The Writers Guild of America and the major Hollywood studios have set the broad outline of a new master film and TV contract, quieting concerns about labor strife adding to the industry’s struggle to relaunch production amid the turmoil of the pandemic.
The guild’s negotiating committee notified its members late Wednesday afternoon that the new contract, which will be sent to the 15,000 dues-current members for ratification, contains more than $200 million in gains over the three-year term. It also noted that the WGA’s leverage in the negotiations had been diluted due to the complications created by the COVID-19 crisis.
The 35-member panel said many of the new terms of the minimum basic agreement (MBA) track those recently negotiated by SAG-AFTRA and the Directors Guild of America including increases in subscription VOD residuals.
“We were able to fight off significant writer-centric rollbacks, which would have been very damaging if they’d made it into the MBA,” the committee said. “In addition, as part of an overall package valued at more than $200 million over three years, we were able to achieve several writer-specific gains.”
The changes included eliminating writer training and new writer discounts that undercut screen and television minimums and disproportionately impacted underrepresented groups; a new paid parental leave fund available to all writers who qualify for health insurance was established, with benefits beginning in May, 2021, entirely funded by an employer contribution of .5% on writers’ earnings; and a pension fund increase of 1.5% to 10%, with the ability to divert an additional 1.25% from minimums, if needed, over the final two years of the contract.
The gains also included improved protections for television writers in the area of options and exclusivity, including specific limitations on options after short periods of employment, and expanded the number of writers covered by the span protections first negotiated in 2017.
“Although the ongoing global pandemic and economic uncertainty limited our ability to exercise real collective power to achieve many other important and necessary contract goals, we remain committed to pursuing those goals in future negotiations,” the committee said.
Multiple sources said the three-year contract agreement was essentially settled in the wee hours of Wednesday after a marathon negotiating session between WGA members and the Alliance of Motion Picture and Television Producers.
Sources said the WGA made significant gains on what was the biggest sticking point in the talks at the end, namely the issue of how long writers can be held off the market under exclusive option to a TV series when the show is out of production.
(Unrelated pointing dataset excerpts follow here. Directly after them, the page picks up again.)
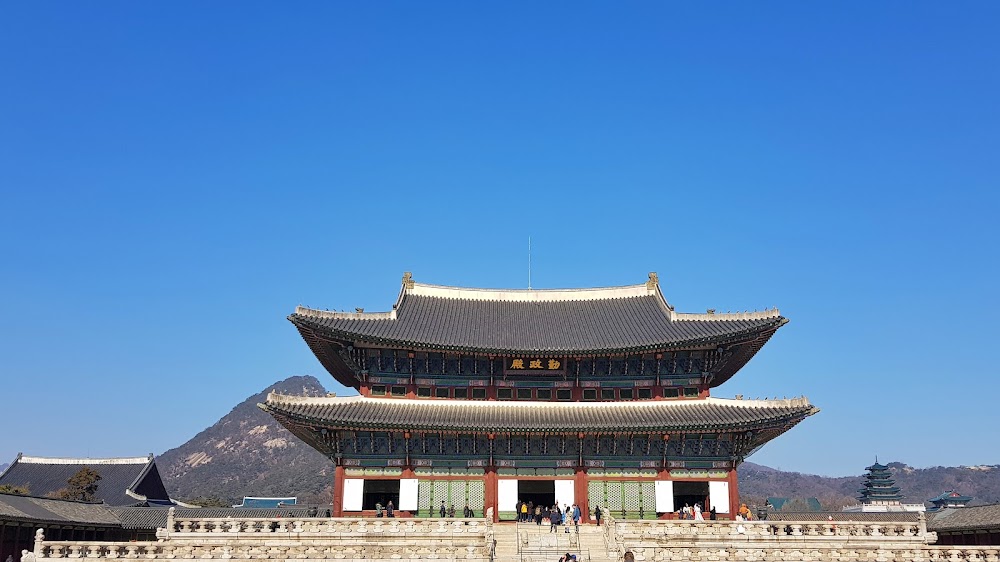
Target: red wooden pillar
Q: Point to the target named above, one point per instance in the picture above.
(664, 474)
(734, 494)
(490, 493)
(580, 492)
(338, 491)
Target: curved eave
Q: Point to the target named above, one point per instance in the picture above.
(775, 421)
(307, 325)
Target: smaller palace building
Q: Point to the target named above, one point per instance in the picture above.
(482, 397)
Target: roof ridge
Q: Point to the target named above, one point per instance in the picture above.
(529, 295)
(277, 398)
(84, 460)
(745, 315)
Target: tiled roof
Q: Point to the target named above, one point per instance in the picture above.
(562, 321)
(980, 517)
(156, 517)
(124, 481)
(33, 509)
(639, 416)
(250, 501)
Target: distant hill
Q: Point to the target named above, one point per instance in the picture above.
(247, 453)
(917, 484)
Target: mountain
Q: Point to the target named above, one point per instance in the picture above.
(917, 484)
(247, 453)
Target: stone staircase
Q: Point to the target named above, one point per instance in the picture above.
(527, 542)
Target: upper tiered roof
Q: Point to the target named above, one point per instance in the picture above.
(628, 319)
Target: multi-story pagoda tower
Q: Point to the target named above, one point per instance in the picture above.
(879, 487)
(484, 397)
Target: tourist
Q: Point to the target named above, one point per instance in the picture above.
(744, 512)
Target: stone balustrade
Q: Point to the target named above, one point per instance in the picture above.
(291, 540)
(781, 531)
(784, 541)
(817, 553)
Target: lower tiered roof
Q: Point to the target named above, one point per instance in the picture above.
(365, 413)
The deal is also believed to raise the earnings threshold for writers working on short-order shows to be paid under a more advantageous per-episode formula.
Previously, writers who earned less than $280,000 per season from a show were eligible for the formula designed to make sure that they were still being paid at the guild’s minimum weekly rate — something that went awry for many writers as more shows began to have longer production cycles for a less than 22-episode orders. The new deal is believed to move that cap up to $325,000 per season.
The previous WGA contract set in 2017 expired at 12:01 a.m. PT Wednesday.
Talks between the WGA and AMPTP launched six weeks ago on a remote basis due to the COVID-19 pandemic after two start dates were vacated. Representatives were facing a June 30 expiration of the current film and TV contract — and the lack of a deal had prompted worries among studios that a strike could be in the works if no agreement is reached.
But the economic wallop of the pandemic cost the WGA the leverage of a strike threat. Rank and file guild members were not expected to embrace a work stoppage at a time when 40 million-plus Americans were have been abruptly thrown out of work because of the coronavirus lockdown.
The WGA negotiations were originally scheduled to commence on March 23 but were pushed back to May 11 and then May 18 as the coronavirus upended business as usual and brought production to a virtual standstill. And before talks started, the expiration of its current three-year deal was extended for two months to June 30.